Masters Theses

Date of Award

12-1973

Degree Type

Thesis

Degree Name

Master of Science

Major

Plant, Soil and Environmental Sciences

Major Professor

Creighton L. Gupton

Committee Members

Horace C. Smith Jr, Laurence N. Skold, Robert S. Dotson

Abstract

Field experiments were conducted during 1968 and 1969 to study the effect of missing plants on the yield of hurley tobacco plots, to develop a procedure to adjust yield on the basis of stand, to test the procedure under actual field conditions, and to study the nature of yield compensa-tion by plants adjacent to missing plants. Burley 49 and MS Burley 37 x L8 cultivars were used with plants removed in five different patterns at four stages of growth. Both the patterns in which plants were missing and stages of plant removal had significant effects on plot yields.

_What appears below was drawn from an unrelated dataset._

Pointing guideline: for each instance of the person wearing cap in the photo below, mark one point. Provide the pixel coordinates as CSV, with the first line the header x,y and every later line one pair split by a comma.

The estimated amount of compensation by plants adjacent to missing plants was calculated and from this information a formula was developed to adjust yield on the basis of stand. The relative efficiency of the proposed procedure was 149 compared to 139, 129 and 100 for Crews' procedure, covariance analysis, and no adjustment, respectively. To determine the nature of compensation by plants adjacent to missing plants, standard partial regression coefficients were computed. They were 0.0180 for length of leaf, 0.2437 for plant height, and 0.5972 for width of leaf. This indicates that leaf width and plant height exert a large influence on compensation with the major influence being the leaf width component of leaf size.